I'm Blue
By Jennifer Magnuson of Get In the Car!
I’ve always wondered why the color blue is associated with such conflicting ideas. On the one hand, you have melancholy, sadness, even death. On the other, serenity, calm, peacefulness and baby boys. I’m not sure if there is another color out there that is so bifurcated.
Maybe that’s why I love it so much. As a mom, I write about the facets of motherhood that are often at variance with one another. Blue seems the perfect tangible expression of my emotions as a mom, and the color with which I hold the most positive associations.
My first recollection of actually linking the color blue with a feeling of sublime tranquility dates back to kindergarten. My great-aunt had a basket of polished rocks in a basket on a lacquered table near the entrance of her kitchen. Her house was stately, and to enter the kitchen, one had to go down a set of stairs into a separate part of the home altogether. Her home was set in a large wooded area of town, with gardens that were somewhere between manicured and gone to seed. Her backyard held an enormous structured pond with ducks and lilies; the rectangular pond was walled in cement and could have easily been a pool. My aunt was eccentric and noisy, and let me have ginger ale in champagne flutes at her parties. She wore loud prints and blousy cuts and had a big gap between her teeth that was always visible, since she was usually laughing, smoking or drinking. She also had those rocks. My favorite, probably not even a rock, was a hulking chunk of aquamarine; mostly clear with white bits seemingly holding it together. In retrospect, the rock was probably aged glass, held together with chunks of white cement. It didn’t matter. I thought that rock was the most beautiful thing, and when my aunt gave it to me, it quickly became my prized possession. I would gaze at it for long periods of time, lost in its color, the smooth glassy feel giving me a sense of well-being I couldn’t explain. Blue became the color I equated with peace.
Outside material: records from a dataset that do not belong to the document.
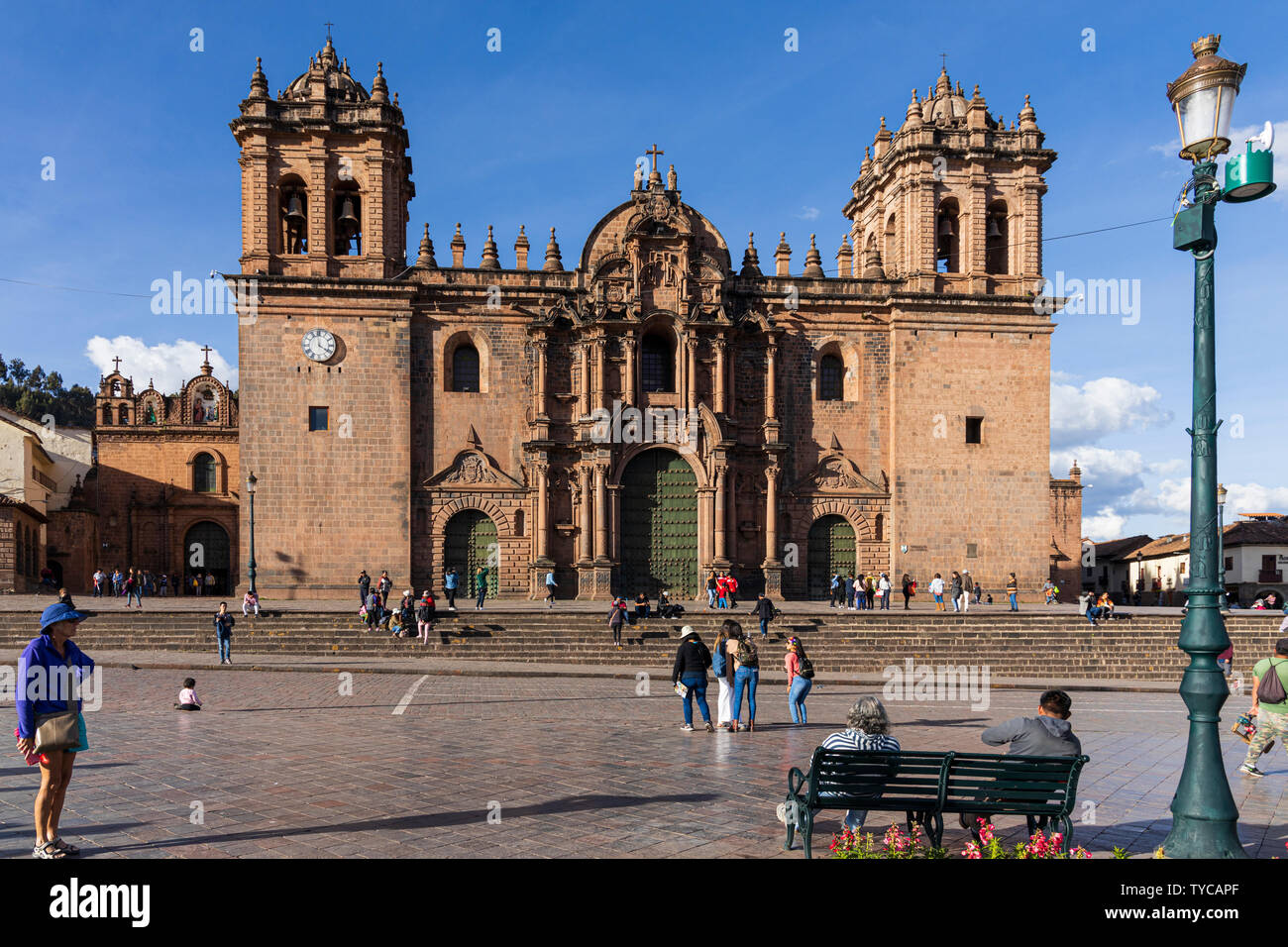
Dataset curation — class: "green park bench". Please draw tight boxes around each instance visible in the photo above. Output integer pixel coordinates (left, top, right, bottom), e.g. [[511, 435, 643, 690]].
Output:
[[783, 746, 1087, 858]]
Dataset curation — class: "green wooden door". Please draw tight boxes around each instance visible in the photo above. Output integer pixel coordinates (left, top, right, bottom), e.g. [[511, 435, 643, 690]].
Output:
[[808, 514, 854, 599], [618, 450, 698, 599], [446, 510, 501, 596]]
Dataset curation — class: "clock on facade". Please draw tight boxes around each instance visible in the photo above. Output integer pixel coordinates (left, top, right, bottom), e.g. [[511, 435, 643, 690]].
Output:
[[300, 329, 335, 362]]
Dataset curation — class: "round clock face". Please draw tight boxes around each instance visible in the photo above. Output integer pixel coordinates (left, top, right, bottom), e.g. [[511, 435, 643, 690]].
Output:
[[300, 329, 335, 362]]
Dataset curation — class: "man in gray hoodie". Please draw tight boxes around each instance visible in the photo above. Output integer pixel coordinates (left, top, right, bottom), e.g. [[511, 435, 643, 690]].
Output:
[[958, 690, 1082, 835], [980, 690, 1082, 756]]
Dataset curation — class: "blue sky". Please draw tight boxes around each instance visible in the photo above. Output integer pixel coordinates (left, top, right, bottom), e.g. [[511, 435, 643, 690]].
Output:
[[0, 3, 1288, 539]]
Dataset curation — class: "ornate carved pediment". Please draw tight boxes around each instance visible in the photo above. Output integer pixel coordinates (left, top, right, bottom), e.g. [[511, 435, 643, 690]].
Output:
[[795, 454, 886, 493], [425, 451, 524, 489]]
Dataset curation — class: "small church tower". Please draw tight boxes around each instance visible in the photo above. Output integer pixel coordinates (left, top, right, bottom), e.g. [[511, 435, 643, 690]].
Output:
[[229, 36, 416, 279], [844, 68, 1056, 295]]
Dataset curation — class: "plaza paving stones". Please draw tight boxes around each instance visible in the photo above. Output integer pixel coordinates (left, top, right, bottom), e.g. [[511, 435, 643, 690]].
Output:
[[0, 666, 1288, 858]]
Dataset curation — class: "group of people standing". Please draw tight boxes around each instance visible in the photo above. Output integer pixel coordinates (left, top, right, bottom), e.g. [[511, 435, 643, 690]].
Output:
[[671, 618, 814, 733]]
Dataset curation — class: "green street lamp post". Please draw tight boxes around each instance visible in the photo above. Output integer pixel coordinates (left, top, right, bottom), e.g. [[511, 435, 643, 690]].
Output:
[[1163, 35, 1274, 858], [246, 472, 259, 595]]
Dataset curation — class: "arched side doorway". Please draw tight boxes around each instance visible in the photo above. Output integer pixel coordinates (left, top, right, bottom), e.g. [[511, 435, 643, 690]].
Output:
[[807, 514, 855, 600], [445, 510, 501, 598], [618, 450, 698, 599], [183, 522, 232, 595]]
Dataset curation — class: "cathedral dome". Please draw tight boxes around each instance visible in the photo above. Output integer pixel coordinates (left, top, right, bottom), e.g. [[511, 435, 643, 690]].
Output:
[[922, 68, 966, 125], [282, 38, 371, 102]]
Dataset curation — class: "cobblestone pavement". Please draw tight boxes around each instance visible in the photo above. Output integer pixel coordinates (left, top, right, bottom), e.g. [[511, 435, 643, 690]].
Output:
[[0, 666, 1288, 858]]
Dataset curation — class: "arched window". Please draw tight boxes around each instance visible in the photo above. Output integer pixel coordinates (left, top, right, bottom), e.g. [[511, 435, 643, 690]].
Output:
[[452, 343, 480, 391], [984, 201, 1012, 273], [640, 333, 675, 391], [331, 183, 362, 257], [192, 454, 219, 493], [935, 200, 961, 273], [818, 355, 845, 401], [278, 174, 309, 254]]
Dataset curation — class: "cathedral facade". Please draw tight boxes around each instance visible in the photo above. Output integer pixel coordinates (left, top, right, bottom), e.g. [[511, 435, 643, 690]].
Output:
[[228, 40, 1081, 598]]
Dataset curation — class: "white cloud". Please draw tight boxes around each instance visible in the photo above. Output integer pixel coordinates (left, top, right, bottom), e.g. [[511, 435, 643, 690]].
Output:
[[1051, 377, 1172, 447], [85, 335, 237, 394], [1082, 506, 1127, 543]]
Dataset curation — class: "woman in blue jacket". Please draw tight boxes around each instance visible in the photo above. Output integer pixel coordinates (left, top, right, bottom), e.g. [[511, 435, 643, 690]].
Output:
[[14, 603, 94, 858]]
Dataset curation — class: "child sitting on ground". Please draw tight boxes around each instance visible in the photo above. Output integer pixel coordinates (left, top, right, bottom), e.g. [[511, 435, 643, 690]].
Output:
[[174, 678, 201, 710]]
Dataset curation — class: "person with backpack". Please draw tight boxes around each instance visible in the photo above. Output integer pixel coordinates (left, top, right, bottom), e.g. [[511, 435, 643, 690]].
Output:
[[751, 592, 774, 638], [783, 637, 814, 724], [215, 601, 237, 665], [671, 625, 716, 733], [608, 598, 626, 651], [725, 628, 764, 733], [1239, 638, 1288, 776], [711, 618, 742, 730]]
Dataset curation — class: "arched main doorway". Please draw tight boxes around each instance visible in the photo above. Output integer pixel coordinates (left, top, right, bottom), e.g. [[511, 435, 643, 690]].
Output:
[[183, 522, 233, 595], [445, 510, 501, 596], [808, 513, 855, 600], [618, 449, 698, 599]]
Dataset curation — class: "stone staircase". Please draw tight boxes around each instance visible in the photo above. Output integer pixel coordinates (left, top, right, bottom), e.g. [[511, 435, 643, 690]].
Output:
[[0, 603, 1279, 681]]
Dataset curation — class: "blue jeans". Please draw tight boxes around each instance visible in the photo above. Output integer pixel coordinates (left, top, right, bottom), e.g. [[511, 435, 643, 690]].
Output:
[[733, 668, 760, 720], [787, 674, 814, 723], [680, 674, 711, 727]]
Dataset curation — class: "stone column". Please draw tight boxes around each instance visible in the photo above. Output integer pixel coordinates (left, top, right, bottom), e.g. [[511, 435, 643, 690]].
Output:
[[715, 467, 729, 563], [595, 464, 608, 562], [532, 339, 546, 417], [580, 467, 593, 562], [535, 464, 550, 559], [622, 339, 638, 404], [712, 339, 725, 415], [684, 336, 698, 411]]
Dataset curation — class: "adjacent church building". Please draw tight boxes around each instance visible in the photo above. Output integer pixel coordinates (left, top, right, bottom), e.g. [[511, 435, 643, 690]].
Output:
[[224, 39, 1081, 599]]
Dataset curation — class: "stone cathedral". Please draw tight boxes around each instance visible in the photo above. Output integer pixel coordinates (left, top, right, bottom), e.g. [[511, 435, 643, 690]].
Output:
[[228, 39, 1081, 599]]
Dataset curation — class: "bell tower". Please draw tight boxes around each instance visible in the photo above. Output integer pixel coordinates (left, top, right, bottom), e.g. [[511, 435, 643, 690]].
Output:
[[844, 68, 1056, 295], [229, 36, 416, 278]]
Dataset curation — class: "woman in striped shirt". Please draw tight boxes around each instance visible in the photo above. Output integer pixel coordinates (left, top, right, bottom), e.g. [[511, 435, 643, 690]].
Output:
[[823, 697, 899, 832]]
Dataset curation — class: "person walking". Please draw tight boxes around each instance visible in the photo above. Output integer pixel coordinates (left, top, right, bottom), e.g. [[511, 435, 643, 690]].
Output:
[[930, 573, 944, 612], [725, 628, 760, 733], [443, 566, 460, 612], [1237, 636, 1288, 776], [711, 618, 742, 730], [783, 637, 814, 724], [608, 598, 626, 651], [14, 603, 94, 858], [416, 588, 437, 644], [671, 625, 715, 733], [751, 592, 774, 638], [215, 601, 236, 665]]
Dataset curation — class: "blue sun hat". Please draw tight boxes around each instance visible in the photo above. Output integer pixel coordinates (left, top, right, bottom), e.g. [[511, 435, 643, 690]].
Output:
[[40, 601, 89, 631]]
In my early grade school years, I swam in our town’s large, Olympic-sized indoor pool. I remember the sunny winter days with the shafts of light streaming down from the skylights creating an underwater paradise for me and my imagination. The blue of the pool and the golden, flecked sunbeams underwater gave me such a feeling of bliss that I developed swimmer’s ear more than once as a child. I would dive under water, open my eyes, and take in the crystal blue silence, my body’s weightlessness, and the ease with which I was able to move. It felt like a blue, sky-filled heaven where I could move without care.
As an adult, my magic blue moments have been fewer, and I savor them when they come. Lying in a hammock slung between two palm trees with a good book, a slight breeze, and the sound of the ocean pounding the surf? Blue. Holding my babies for the first time, kissing their soft skin and taking in their smell? Blue. The smell of ponderosa and sage after a rainstorm? Blue. Hearing the belly laugh of a content baby? Blue.
My only wish, as far as my blue moments go, is that I still had that rock.
Jennifer Magnuson is a writer and a mother of four. She writes for the Viacom/Nickelodeon site, Parents Connect, and for other sites on the web as well as a freelance job for print magazines now and then. She spends too much of her time in her car, hence the name of her blog, Get In the Car!
1 comments:
Warm lapping oceans and bright sunny sky's, that's what the colour blue say to me. But I guess to others it can be sadness and coldness. I think that, like you, that is why I love it so much. It covers so many conflicting ideas. Lovely post.